A l'arrière garde, Arcadia tourna la tête, constant que leur poursuivant les talonnaient.
L'hominidé ressemblait à s'y méprendre à une ombre par ses râles gutturaux pourtant il se trouvait en état de parler. Plus d'une fois il avait essayé de se servir de sa biotique noire mais sans succès visiblement trop peu habitué à la contrôler.
Il était bossu, son menton lui arrivait au sternum tandis que son ventre était une masse boursouflée. Ses membres étaient forts, musclés. Ses mains comme ses pieds était gigantesques, terminés par des ongles en forme de serf. Il n'avait qu'un seul œil, qui brillait d'une intelligence vicieuse, démoniaque. Sa bouche était garnie de crocs qui à vu de nez pouvaient aisément transpercer une armure. Des excroissances en forme de pointes, avec une peau écailleuse étaient visibles sur son côté gauche.

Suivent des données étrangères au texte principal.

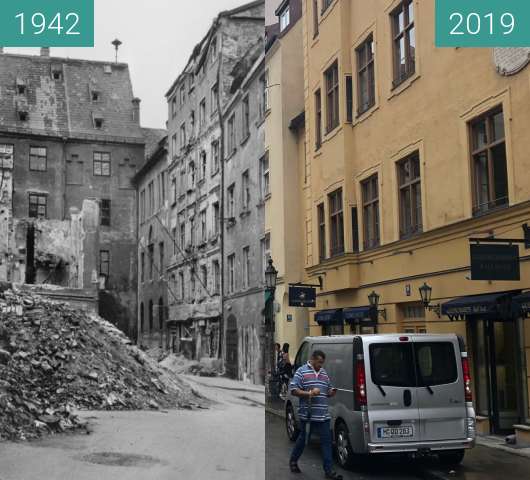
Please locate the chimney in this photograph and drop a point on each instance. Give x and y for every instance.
(136, 109)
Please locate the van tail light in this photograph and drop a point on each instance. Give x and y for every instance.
(360, 384)
(467, 380)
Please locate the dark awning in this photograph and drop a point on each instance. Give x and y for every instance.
(522, 303)
(357, 315)
(329, 317)
(481, 305)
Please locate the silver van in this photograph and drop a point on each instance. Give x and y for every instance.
(398, 393)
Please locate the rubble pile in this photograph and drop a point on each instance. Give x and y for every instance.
(55, 359)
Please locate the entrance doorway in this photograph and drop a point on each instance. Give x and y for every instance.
(497, 383)
(232, 346)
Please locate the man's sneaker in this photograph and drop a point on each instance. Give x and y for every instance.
(333, 475)
(294, 467)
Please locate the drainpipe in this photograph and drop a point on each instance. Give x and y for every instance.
(222, 205)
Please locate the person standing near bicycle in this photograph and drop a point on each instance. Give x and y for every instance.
(312, 385)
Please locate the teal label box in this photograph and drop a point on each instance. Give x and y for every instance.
(47, 23)
(482, 23)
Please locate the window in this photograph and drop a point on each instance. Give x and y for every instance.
(349, 98)
(151, 198)
(105, 212)
(245, 191)
(182, 286)
(404, 36)
(245, 114)
(174, 145)
(365, 76)
(216, 277)
(231, 204)
(285, 19)
(231, 273)
(151, 259)
(216, 219)
(203, 226)
(182, 95)
(410, 195)
(355, 230)
(332, 96)
(315, 18)
(215, 157)
(321, 231)
(174, 107)
(182, 136)
(203, 161)
(265, 253)
(231, 136)
(215, 98)
(264, 176)
(370, 194)
(142, 205)
(318, 119)
(202, 113)
(37, 205)
(336, 223)
(246, 267)
(101, 164)
(161, 259)
(37, 159)
(488, 156)
(104, 263)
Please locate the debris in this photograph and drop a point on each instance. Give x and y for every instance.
(55, 360)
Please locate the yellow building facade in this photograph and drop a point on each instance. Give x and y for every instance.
(410, 151)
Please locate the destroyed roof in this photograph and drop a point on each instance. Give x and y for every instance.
(249, 11)
(68, 105)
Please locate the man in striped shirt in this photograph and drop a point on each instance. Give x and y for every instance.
(312, 385)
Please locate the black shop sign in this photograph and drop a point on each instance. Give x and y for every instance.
(495, 262)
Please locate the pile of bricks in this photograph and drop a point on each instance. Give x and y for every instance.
(55, 360)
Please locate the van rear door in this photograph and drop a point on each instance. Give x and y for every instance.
(441, 399)
(391, 389)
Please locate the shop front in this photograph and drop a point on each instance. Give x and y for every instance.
(496, 346)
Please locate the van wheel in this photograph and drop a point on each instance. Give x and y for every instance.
(290, 423)
(345, 455)
(452, 457)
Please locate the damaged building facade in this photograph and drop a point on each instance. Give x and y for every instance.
(70, 143)
(196, 101)
(246, 180)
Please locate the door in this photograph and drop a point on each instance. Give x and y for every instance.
(391, 391)
(441, 400)
(495, 350)
(232, 347)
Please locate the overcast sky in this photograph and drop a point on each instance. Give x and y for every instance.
(158, 37)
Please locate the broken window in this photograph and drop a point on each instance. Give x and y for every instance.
(38, 205)
(104, 263)
(101, 164)
(37, 159)
(105, 212)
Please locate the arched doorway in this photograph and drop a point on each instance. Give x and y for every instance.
(232, 342)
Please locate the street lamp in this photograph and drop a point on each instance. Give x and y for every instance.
(374, 298)
(426, 295)
(271, 277)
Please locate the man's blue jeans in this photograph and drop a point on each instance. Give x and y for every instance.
(324, 432)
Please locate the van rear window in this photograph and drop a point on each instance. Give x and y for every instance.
(413, 364)
(392, 364)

« Flash », lâcha sobrement la Martienne.

La grenade tomba à ses pieds, explosant dans une détonation sourde. La lumière baigna le corridor d'une lumière aveuglante, faisant rugir de colère le monstre. Ce dernier enfonça un mur rien que par sa force physique. Il se releva pour reprendre sa chasse, plus déterminé que jamais.
Le commando exploita le précieux temps gagné pour creuser la distance.

« On est encore loin Kaspar ?

- C'est le pont au dessus de nous colonel !

- Dépêchons le chronomètre a déjà atteint sa limite. Nous devrions déjà être sortis. »

Grimpant les marches quatre à quatre, ils entendirent des cris d'agitations plus bas. Des trappes claquaient sauvagement signe que la horde n'allait pas en démordre si facilement. Au loin retentit une explosion puissante signe qu'un piège avait fonctionné.

« J'entends que la charge a fait le travail.

- LES charges colonel.

- Quand vous aurez terminé de jouer sur les mots, vous me trouverez l'enfant de putain qui a fait un tel discours que je lui passe le savon du siècle et lui envoie sa médaille.

- Par les esprits voilà que l'exemplaire docteur McKnight devient grossière », ironisa le porteur du bouclier laissant tomber deux grenades dans la cage d'escalier.

L'ingénieur referma la porte de la sécurité. A peine cela fut fait que des dizaines de mains vinrent griffer la paroi, tentant de forcer le passage avec hargne.
Ils reprirent leur course. Durant toute la durée de l'opération, le second groupe n'avait pas donné signe de vie. La praticienne n'avait plus vraiment l'espoir de les retrouver...Du moins à l'intérieur du cuirassé.
Une bonne partie des capsules manquaient à l'appel. Le compteur affichait trente trois minutes, il était grand temps de se casser d'ici. Hélas pour eux le vaisseau n'allait pas les laisser s'échapper ainsi. Le sol se fractura sous leurs pieds, laissant sortir le corrompu du laboratoire.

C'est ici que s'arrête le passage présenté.